Note: CAD is currently in the process of updating the format of the site.

Friday, January 2, 2015

“Puddle, pothole, portal” at Sculpture Center

"Puddle, pothole, portal" at Sculpture Center
(“Puddle, pothole, portal” at Sculpture Center)

Animation and Cartooning's comedy was premised on slapstick’s violence upon the real, stretching the real into a comic absurdity, teasing a threat to break it, which rationalizing this discrepancy forced laughter in children. Irrupting cartoons (or rotating ASCII) into the real - the real that we daily refer to as dissolving, mocked as “meatspace”- feels apt, funny, impish pranks of mischievous adolescent arts. What may be interesting about this show is that we have defined the moment, the kids grown on cartoons have arrived and their childhoods have coincidentally, absurdly, become the accurate depictions of the way the world has begun to feel, and will soon become generic, but at least we'll get to stop repeating ourselves.

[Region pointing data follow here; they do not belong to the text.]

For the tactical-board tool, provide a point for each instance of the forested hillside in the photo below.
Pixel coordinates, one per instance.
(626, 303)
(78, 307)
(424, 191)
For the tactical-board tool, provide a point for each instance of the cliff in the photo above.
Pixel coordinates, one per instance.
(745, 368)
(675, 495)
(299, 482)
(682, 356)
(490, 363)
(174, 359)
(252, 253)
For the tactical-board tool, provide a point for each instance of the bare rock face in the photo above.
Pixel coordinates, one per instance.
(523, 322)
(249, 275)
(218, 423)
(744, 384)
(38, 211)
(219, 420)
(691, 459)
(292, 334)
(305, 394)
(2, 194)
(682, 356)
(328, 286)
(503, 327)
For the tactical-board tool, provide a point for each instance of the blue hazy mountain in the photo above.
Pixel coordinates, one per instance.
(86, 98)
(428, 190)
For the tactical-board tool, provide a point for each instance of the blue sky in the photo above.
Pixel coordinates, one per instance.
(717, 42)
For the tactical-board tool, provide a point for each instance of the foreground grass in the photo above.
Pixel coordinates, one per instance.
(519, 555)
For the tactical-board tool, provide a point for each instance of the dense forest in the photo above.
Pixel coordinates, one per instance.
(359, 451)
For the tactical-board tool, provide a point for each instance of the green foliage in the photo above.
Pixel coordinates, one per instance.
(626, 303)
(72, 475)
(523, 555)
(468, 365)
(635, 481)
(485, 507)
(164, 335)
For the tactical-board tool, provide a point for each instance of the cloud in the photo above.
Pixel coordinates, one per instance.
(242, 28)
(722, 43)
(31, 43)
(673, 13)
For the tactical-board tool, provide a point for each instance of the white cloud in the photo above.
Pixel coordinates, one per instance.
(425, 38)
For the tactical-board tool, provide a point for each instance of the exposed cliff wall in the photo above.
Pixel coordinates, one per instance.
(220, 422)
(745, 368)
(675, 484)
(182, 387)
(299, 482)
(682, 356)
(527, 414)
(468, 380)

See too: Danny McDonald at House of Gaga , Pentti Monkkonen at High Art , Nicholas Buffon at Freddy ,  Mathis Altmann at Freedman Fitzpatrick

Thursday, January 1, 2015

Jonas Wood at David Kordansky

Jonas Wood at David Kordansky
(Jonas Wood at David Kordansky)

With the dilute abstraction of today’s forever now atemporal soup, the reptilian pleasure of seeing objects painted feels like relief. To see something rather than sift histories. Like 8bit nostalgia, or Guston’s plodding brushwork, the faux-niavete of Wood’s style magnifies choices made in representation, the shortcuts and decisions. The chunking holds the object depicted behind the filter of its maker, Wood’s subjectivity of calculating how to represent, the decisions sedimented as strokes itself a subject. The way a boxer's tattoos get rendered, or the way the likely commissioned portraits become suddenly less wonky. It’s an act of framing, holding “painting” at slight remove, like the pots as paintings, framing the container.  It’s stupid fun.